Эта «иная жизнь» казалась восхитительной. Казалась освобождением от «жизни нынешней», где все вдруг стало тягостным и постылым, обременяло похотями, изнурительной игрой ума, бессмысленностью встреч, нескончаемым и бесцельным творчеством, от которого всякий раз оставался опадающий пепел израсходованного фейерверка, обескураженные и несчастные люди, их болезненные вскрики, подобные тому, что недавно раздался на кладбище. Оттолкнуться от «нынешней жизни», пролететь сквозь прозрачный кристалл в окружении невесомых спектров, обнаружить «иную жизнь» и в ней себя самого, иного, освобожденного от страстей и похотей мира, наделенного просветленным восхитительным знанием, – это желание было столь велико, «иная жизнь» казалась столь достижимой, что Стрижайло был готов немедленно направить машину на вокзал, к вечернему поезду во Псков и, повинуясь указанию старца, устремиться в «иную жизнь».

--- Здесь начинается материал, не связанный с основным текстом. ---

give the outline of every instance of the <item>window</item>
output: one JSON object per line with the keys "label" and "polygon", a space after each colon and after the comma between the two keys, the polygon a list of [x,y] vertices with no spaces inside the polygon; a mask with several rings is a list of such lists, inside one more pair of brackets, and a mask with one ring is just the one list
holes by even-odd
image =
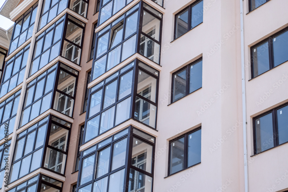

Он услышал лающий голос, пропущенный сквозь мембрану милицейского мегафона, настигающие всплески красно-фиолетового огня, ноющее завывание сирены. Истошный металлический голос требовал, чтобы «фольксваген» остановился. Шофер затравленно припарковал автомобиль, сзади надвинулась пульсирующая, разъяренная погоней милицейская машина. Кто-то вышел из нее и стал подходить, – сейчас последует лживое отдавание чести, вкрадчивое требование предъявить документы, водитель ненадолго перейдет в милицейский «форд», сунет в багровые лапы автоинспектора положенный оброк, и они продолжат маршрут.